Some enlightening background from the author of The Many Lives of Ruby Iyer by Laxmi Hariharan, reviewed by ACHUKA here…
[W]hen 17 months ago a young photojournalist was raped in the heart of Mumbai in broad daylight, it made me furious. Technology had birthed Facebook and Twitter in the time I had been away from Mumbai, but meanwhile the city seemed to have only become more unsafe for girls.
I had this vision of a larger than life, magnificent, vigilante figure. A teenage girl who would simply follow her instincts, someone who would hit out first and think later. Who would teach those leering men a lesson.

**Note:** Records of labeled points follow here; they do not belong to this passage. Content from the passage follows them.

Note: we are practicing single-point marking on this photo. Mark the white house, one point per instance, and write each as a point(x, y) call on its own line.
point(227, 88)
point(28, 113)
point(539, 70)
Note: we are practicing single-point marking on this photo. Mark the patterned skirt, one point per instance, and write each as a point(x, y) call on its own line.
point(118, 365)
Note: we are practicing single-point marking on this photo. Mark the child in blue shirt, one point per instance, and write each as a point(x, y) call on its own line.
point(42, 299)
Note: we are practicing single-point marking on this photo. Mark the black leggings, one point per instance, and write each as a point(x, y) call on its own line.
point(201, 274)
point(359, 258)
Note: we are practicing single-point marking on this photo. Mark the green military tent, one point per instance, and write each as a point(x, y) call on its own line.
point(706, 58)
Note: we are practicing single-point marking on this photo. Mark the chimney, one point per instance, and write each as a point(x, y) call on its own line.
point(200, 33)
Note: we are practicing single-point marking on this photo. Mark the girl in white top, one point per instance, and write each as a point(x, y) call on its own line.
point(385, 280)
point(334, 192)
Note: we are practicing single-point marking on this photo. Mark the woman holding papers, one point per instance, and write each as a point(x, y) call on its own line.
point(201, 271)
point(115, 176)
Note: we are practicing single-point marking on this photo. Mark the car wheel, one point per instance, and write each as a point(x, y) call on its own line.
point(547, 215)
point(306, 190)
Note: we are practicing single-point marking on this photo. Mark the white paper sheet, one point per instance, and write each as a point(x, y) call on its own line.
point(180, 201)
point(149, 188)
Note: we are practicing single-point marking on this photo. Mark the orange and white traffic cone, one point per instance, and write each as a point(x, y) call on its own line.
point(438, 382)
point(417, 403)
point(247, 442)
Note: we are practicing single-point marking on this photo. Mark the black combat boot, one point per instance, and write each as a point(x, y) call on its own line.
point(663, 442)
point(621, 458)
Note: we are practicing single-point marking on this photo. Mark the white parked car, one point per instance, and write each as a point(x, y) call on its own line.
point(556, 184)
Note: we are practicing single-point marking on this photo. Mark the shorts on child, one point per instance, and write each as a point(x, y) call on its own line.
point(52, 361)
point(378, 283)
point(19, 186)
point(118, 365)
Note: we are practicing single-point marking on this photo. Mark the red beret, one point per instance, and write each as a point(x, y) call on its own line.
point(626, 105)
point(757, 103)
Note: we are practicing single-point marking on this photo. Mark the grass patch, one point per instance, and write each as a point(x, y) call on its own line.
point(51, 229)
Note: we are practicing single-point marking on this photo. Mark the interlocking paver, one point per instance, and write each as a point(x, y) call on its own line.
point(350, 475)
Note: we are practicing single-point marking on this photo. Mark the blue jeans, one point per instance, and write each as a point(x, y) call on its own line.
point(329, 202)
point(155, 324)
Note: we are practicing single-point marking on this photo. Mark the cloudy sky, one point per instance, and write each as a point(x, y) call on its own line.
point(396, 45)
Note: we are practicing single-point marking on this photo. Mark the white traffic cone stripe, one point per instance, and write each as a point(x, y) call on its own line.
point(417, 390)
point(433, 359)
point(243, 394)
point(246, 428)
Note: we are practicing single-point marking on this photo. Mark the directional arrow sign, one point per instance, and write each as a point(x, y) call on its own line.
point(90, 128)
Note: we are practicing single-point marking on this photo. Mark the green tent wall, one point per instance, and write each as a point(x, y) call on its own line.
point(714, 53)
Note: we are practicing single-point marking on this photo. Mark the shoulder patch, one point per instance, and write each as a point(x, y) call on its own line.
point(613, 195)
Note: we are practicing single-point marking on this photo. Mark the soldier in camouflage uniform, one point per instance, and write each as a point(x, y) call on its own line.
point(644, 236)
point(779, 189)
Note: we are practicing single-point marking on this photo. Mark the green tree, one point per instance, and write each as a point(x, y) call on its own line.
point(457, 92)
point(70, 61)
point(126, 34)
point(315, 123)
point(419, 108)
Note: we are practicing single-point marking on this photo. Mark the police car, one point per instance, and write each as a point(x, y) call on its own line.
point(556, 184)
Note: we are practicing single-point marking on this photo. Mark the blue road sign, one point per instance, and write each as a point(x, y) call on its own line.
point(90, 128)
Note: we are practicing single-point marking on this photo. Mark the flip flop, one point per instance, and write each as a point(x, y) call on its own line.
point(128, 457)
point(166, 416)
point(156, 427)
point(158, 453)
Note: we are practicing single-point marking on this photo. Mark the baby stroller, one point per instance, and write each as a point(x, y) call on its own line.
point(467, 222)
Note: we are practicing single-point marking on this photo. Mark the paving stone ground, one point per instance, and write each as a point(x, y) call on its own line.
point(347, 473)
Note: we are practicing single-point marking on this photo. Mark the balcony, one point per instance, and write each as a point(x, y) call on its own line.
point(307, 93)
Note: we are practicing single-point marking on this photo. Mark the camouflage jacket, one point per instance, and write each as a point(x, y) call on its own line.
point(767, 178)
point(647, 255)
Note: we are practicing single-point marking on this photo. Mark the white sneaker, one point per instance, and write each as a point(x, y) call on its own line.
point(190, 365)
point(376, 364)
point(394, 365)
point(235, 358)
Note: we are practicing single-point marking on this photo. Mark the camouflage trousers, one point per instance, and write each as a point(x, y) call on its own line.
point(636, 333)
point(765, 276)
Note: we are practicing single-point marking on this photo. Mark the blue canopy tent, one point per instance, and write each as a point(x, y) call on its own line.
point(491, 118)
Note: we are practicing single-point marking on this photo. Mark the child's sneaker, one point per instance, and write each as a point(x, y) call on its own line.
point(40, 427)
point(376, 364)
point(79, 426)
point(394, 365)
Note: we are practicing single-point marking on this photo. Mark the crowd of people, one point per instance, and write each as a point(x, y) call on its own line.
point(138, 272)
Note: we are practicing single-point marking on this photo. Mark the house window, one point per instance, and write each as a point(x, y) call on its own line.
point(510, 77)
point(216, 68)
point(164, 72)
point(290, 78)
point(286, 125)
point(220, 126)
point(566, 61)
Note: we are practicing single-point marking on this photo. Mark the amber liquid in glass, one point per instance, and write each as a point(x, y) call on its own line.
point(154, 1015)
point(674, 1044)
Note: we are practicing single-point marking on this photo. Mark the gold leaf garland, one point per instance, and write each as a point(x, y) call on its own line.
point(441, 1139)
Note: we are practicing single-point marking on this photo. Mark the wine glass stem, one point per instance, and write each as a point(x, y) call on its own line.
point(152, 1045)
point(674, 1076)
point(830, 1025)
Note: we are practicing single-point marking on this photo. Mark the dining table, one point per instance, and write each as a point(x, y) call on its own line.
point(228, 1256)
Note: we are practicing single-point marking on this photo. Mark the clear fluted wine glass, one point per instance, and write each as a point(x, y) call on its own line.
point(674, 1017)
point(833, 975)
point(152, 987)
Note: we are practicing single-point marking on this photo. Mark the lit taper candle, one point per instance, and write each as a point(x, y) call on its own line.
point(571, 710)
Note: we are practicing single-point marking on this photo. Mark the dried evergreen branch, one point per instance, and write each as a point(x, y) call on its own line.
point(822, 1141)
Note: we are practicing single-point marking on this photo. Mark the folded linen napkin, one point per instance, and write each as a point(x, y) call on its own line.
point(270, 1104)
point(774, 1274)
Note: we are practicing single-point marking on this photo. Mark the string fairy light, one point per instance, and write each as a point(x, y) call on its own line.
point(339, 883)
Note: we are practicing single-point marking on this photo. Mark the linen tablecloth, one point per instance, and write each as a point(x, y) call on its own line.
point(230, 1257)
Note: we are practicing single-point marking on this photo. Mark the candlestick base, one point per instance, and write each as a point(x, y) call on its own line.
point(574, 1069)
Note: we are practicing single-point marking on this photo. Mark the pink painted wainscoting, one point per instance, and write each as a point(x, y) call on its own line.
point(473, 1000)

Thus Ruby Iyer was born. I was helpless as a teenager coming of age in that metropolis. Ruby Iyer is not. She is not constrained by the every day reality of Indian society, where walking down the street in a pair of jeans will invite unwanted attention. And where if you did stand up to your tormentors, you would probably pay the price.

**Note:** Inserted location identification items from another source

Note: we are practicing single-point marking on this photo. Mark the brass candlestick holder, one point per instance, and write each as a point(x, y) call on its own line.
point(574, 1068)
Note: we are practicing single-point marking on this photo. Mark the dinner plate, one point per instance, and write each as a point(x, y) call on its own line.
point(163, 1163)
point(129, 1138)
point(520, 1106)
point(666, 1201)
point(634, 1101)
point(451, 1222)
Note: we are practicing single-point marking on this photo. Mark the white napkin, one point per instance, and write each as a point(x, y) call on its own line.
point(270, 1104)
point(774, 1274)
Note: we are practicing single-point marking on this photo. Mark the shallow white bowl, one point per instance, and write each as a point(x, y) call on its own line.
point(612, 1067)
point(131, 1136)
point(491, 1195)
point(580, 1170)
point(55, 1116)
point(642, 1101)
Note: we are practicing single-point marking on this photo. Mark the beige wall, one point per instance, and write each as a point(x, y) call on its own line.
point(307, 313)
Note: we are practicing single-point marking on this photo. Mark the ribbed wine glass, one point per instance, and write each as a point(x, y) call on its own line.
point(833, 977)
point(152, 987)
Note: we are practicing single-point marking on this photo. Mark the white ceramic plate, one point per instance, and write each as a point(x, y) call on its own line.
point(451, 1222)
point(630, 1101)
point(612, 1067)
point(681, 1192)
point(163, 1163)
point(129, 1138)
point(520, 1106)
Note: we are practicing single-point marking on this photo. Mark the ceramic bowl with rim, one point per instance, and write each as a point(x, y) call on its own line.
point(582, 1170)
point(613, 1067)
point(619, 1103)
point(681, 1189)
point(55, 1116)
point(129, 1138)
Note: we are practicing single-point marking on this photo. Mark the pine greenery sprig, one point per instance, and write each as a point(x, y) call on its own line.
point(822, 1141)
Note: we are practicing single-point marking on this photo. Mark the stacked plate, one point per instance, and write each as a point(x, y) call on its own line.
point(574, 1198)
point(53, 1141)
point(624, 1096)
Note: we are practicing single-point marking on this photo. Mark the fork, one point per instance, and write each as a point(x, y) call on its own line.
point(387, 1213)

I am subconsciously influenced by that most towering of personas who has ruled Bollywood over most of my adult life – the Angry Young Man avatar of Amitabh Bachchan, one of the most influential actors of Indian cinema and popular culture. But this is 2015 and a 24-year-old Jennifer Lawrence has just closed the last year as the highest-grossing actor in Hollywood, thanks in part to playing Katniss Everdeen. The time is now for the Angry Young (Indian) Girl to claim centre-stage.